Daily

CIRCULAR STYLE

Spotlighting secondhand retail strategies on National Thrift Day

The golden age of thrifting may be behind us, but the circular fashion industry is just getting started. Since today is National Thrift Day, we’re taking a look at some secondhand initiatives that brands in the youth culture space are implementing to better appeal to Gen Z and their distinctly sustainable values.

TOMMY HILFIGER

In hopes of going fully circular by 2030, Tommy Hilfiger is launching a resale program that allows consumers to exchange used clothing for shopping credit. The project, powered by ThredUp’s Resale-as-a-Service (RaaS) software, allows shoppers to print prepaid shipping labels from tommy.thredup.com, fill boxes with clothes from any brand, and ship to thredUP for free.
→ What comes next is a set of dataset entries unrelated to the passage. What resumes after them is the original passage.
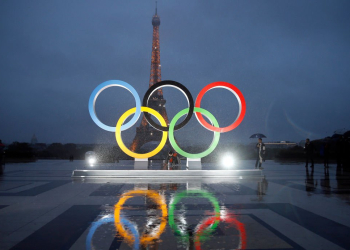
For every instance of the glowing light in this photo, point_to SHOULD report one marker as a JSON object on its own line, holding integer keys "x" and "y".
{"x": 92, "y": 160}
{"x": 228, "y": 161}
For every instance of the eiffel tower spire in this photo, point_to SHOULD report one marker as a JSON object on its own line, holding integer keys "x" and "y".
{"x": 146, "y": 133}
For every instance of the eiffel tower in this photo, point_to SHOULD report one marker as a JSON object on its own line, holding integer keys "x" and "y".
{"x": 145, "y": 132}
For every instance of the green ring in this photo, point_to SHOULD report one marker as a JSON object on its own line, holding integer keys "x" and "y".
{"x": 186, "y": 194}
{"x": 213, "y": 144}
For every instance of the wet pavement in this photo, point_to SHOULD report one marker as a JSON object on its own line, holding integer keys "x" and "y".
{"x": 290, "y": 207}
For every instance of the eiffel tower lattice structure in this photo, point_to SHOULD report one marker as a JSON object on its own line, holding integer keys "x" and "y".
{"x": 146, "y": 133}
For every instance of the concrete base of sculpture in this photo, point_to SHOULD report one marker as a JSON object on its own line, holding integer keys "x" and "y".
{"x": 194, "y": 164}
{"x": 166, "y": 173}
{"x": 141, "y": 164}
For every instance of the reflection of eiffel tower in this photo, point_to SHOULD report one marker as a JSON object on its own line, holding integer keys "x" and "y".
{"x": 146, "y": 133}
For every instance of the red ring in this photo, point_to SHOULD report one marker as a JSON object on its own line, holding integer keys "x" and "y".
{"x": 239, "y": 96}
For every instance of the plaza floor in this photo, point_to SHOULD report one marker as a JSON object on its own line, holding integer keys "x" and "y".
{"x": 289, "y": 207}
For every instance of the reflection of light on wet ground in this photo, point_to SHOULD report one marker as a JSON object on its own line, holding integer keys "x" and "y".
{"x": 191, "y": 216}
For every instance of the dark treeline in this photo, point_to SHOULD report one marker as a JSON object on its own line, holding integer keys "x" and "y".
{"x": 25, "y": 152}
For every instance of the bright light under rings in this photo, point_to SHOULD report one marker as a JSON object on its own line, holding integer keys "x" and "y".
{"x": 228, "y": 161}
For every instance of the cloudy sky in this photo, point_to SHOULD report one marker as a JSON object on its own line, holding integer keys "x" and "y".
{"x": 290, "y": 59}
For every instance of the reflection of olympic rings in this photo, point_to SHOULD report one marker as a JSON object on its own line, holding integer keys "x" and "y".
{"x": 163, "y": 127}
{"x": 202, "y": 230}
{"x": 177, "y": 85}
{"x": 157, "y": 198}
{"x": 178, "y": 197}
{"x": 108, "y": 219}
{"x": 119, "y": 137}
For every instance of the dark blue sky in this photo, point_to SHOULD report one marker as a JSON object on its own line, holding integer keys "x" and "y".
{"x": 290, "y": 59}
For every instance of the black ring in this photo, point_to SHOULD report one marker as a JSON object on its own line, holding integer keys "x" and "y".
{"x": 169, "y": 83}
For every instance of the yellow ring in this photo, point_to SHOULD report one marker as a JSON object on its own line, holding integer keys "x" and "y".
{"x": 155, "y": 197}
{"x": 118, "y": 135}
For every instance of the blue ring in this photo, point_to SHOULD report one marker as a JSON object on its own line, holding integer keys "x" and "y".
{"x": 108, "y": 84}
{"x": 109, "y": 219}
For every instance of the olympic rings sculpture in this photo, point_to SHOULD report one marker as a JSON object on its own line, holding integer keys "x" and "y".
{"x": 193, "y": 108}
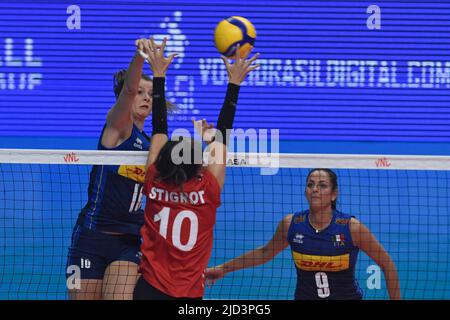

If any of the items are selected for resale, customers then receive Tommy Hilfiger shopping credit that can be used online or in-store. The brand has established itself as a Gen Z favorite – with the label’s circa-Y2K logomania gear especially in demand – making the dedicated Tommy Hilfiger/ThredUp online storefront especially attractive to young consumers.

THE NORTH FACE

In the four years since The North Face debuted its resale platform, Renewed, the brand’s secondhand business has grown in sales every year. Now, the outerwear brand – which has seen a huge resurgence among young people thanks to the popularity of its classic Nuptsepuffer – hopes to make resale an even bigger focus through 2023, aiming to increase annual resale sales by a double-digit percentage. To do so, they’re doubling down on their circular fashion model by teaming up with Tersus, which facilitates waterless cleaning, repairs, and shipping logistics of the refurbished products, and Archive, a retail tech company that helped create a more immersive secondhand e-commerce experience, specifically when it comes to explaining garment lifecycles.

REVOLVE

Revolve, the retailer of choice for Gen Z influencers, launched a buyback program for Fwrd, the company’s high-end offshoot. Since July, customers have been able to trade in handbags in “excellent or very good condition” purchased from Fwrd within the last year for money towards a new one. Once Revolve has authenticated the purchase (via vetted purchase history), sellers receive a credit of 50% of the original purchase price – no small change when you’re talking about a $2,000 purse. Purses that are bought back are re-sold on Fwrd at 25%-50% less than the initial retail cost. The program will offer a wide range of luxury labels, from Bottega Veneta to Saint Laurent to Givenchy, some of which will be from the own closet of Kendall Jenner, currently Fwrd’s creative director.